There must be something in the water. Just north of Safety Harbor’s Main Street on the block between Fourth and Fifth avenues, there’s a proliferation of bungalows churning out good food. The five-star Pizzeria Gregario is just around the corner from Green Springs Bistro and Parts of Paris. And on the western edge of the block, a hypnotizing path of tiki torches invites you in.
Marker 39 is named for an old diminutive concrete pillar just outside the door next to a pink flamingo. There, amidst the ferns, concrete rises from the earth and “1939” is clearly embedded in the rough facade. Tiny rocks of white, gray and amber peek through the textured surface near the tip like fossils in an archeological dig.
It’s here that chef-owner Justin Murphy, a disciple of Florida cuisine titan and visionary Norman Van Aken, brings his Floribbean fusion. Among the tropical foliage and canopy-covered deck, he reinterprets classics through a Caribbean-Latino-Asian lens, creating “ingredient-driven, seasonal menus that contain bold textures and dramatic flavors,” according to the restaurant’s website, with a commitment to local, organic products.
The starters shine. Crisp cornmeal-crusted gulf oysters sit atop a pasilla pepper-sweet corn relish that provides a nice contrast of flavors. Add the brightness of citrus-dressed greens and creamy heat of roasted poblano remoulade, and an exciting symphony of tastes plays on your tongue.
Shrimp bisque is textbook perfect. The broth, infused with sherry, has a luscious mouthfeel, seductive seafood flavors and a yummy blue crab garnish. Even better are the Nemo Rolls of soft ginger-cured salmon wrapped around crisp pickled cucumber sticks. Dots of ginger-wasabi mayo peak with a flash of bright orange tobiko caviar, the flying fish roe so often seen in sushi preparations. It’s a delicious expression of Murphy’s artistry.
On the entree front, meaty beef short ribs get an adobo rub, braised till fork-tender and glazed in a sweet house-made guava barbecue sauce with touches of tamarind. The sweetness of the meat balances heat and sharpness from horseradish mashed potatoes and some basil purée. The crispy, golden haystack onions that top the dish provide a welcome textural contrast.

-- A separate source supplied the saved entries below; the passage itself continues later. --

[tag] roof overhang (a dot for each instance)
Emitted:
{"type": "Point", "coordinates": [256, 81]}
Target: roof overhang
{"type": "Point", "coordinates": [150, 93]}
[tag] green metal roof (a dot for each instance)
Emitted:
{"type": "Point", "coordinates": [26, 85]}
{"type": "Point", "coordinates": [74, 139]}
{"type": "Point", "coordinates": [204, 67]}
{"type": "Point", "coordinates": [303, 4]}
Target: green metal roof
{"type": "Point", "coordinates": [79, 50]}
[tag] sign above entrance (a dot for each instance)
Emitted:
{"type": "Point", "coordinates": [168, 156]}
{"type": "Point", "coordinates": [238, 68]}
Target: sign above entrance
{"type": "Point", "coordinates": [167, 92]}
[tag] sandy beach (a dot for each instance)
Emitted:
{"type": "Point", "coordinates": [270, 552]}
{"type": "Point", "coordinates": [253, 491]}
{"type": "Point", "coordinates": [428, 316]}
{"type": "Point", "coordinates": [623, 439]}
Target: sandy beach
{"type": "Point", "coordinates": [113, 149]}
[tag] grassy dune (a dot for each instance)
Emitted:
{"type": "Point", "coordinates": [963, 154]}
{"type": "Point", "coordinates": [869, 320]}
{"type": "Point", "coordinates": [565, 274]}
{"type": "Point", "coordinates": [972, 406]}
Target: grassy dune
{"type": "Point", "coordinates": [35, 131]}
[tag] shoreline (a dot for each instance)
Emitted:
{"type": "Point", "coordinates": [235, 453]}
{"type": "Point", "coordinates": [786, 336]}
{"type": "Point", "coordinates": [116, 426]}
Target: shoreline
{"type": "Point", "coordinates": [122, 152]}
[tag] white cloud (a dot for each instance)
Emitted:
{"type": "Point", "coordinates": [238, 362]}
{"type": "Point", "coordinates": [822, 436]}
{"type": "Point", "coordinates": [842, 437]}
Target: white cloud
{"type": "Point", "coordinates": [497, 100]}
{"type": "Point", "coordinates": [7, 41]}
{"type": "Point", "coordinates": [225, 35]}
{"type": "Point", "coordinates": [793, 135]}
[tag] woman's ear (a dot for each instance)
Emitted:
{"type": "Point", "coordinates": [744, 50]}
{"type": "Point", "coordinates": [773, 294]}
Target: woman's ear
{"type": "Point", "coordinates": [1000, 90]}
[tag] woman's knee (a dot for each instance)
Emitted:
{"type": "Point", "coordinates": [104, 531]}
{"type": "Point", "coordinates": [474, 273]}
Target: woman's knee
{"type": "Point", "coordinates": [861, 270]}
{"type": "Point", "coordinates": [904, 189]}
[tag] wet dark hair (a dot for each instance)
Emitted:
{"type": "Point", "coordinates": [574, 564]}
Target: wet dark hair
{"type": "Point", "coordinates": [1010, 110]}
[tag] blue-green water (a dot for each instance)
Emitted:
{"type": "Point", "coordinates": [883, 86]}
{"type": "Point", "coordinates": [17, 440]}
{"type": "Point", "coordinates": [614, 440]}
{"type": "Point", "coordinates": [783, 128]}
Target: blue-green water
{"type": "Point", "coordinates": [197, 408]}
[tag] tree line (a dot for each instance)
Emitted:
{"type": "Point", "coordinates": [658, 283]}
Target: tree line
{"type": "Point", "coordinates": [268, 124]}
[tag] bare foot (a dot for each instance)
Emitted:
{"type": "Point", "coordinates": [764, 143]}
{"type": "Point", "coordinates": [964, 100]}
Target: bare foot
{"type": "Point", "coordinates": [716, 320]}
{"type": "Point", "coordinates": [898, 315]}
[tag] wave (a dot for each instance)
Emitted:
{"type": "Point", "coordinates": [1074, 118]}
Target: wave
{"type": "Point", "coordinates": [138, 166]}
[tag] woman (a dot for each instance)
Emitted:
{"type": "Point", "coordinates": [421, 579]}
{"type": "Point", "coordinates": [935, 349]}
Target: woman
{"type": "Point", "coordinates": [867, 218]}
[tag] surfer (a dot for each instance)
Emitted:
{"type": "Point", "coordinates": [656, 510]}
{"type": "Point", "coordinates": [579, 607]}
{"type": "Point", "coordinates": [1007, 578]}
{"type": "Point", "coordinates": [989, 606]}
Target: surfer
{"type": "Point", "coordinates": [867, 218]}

If you’re open to the marriage of sweet with savory, you’ll love this one.
The fish dishes on our visit have nice touches, but suffer by comparison. Charbroiled mahi mahi has an eye-pleasing golden exterior, but ends up on the dry side. The jasmine rice is bland and can’t be rescued by fire-roasted corn and toasted almonds. Perhaps the roasted shallot-key lime butter could’ve saved the day, but there’s too little of it to help the overcooked fish. The West Indies-spiced carrot chips are a surprising and tasty garnish, but without the filet spot-on, the dish dies.
Floribbean-style paella has chunks of mahi mahi, mussels, gulf shrimp, a little pulled chicken and a tomato-sofrito broth to flavor the jasmine rice. M39’s version has an overdosage of broth and no socarrat, the caramelized crust you find in a true paella. The menu also lists chorizo (which seems to be absent). Most of the flavor comes from the poblano rouille (a red pepper mayo that’s used in France to garnish soupe de poisson or bouillabaisse). The pepper overwhelms the delicate fish, and there’s too much broth without any bread to sop it up. In my experience, rice absorbs the liquid in paella. This seems to be a hybrid that hasn’t decided what it is.
The desserts sound good in theory, but waver in delivery. The key lime tart fares best yet doesn’t need the scoop of (over)brûléed meringue. The passion fruit and strawberry sauces provide nice color, but, for me, are extraneous. I’d prefer to focus on the lime; this is a lily that doesn’t need gilding.
Chocolate lava cake has become a ubiquitous wonder, with the liquid center a delicious surprise. Unfortunately, what arrives at our table is Mount St. Helens with its top blown off — 10 percent cake with 90 percent lava. It is clearly pulled from the oven too early and can’t be rescued by adding peanut butter-banana crumble and vanilla ice cream.
The warm doughnut with brown butter toffee and bacon crumbles is a mixed bag. Although one server waxes eloquent about this dessert as life-altering, my table is a tough crowd. The doughnut is just a tad greasy, and I (alone) love the sauce. The bacon bits, though, strike me as too large and not crisp enough. Perhaps they soften in the brown butter toffee, but they would sing as a crispy accent. Not all patrons are ready for bacon in desserts. For those who are, small and crunchy wins the day.
The appetizers prove Murphy can deliver excellence. However, his small kitchen needs to churn out each dish flawlessly for his well-conceived menu to shine its brightest. I’m ready to tap dance on the table before the entrees arrive, but a few technical glitches and uneven service curb my enthusiasm. When a chef shows this kind of talent, you want perfect execution.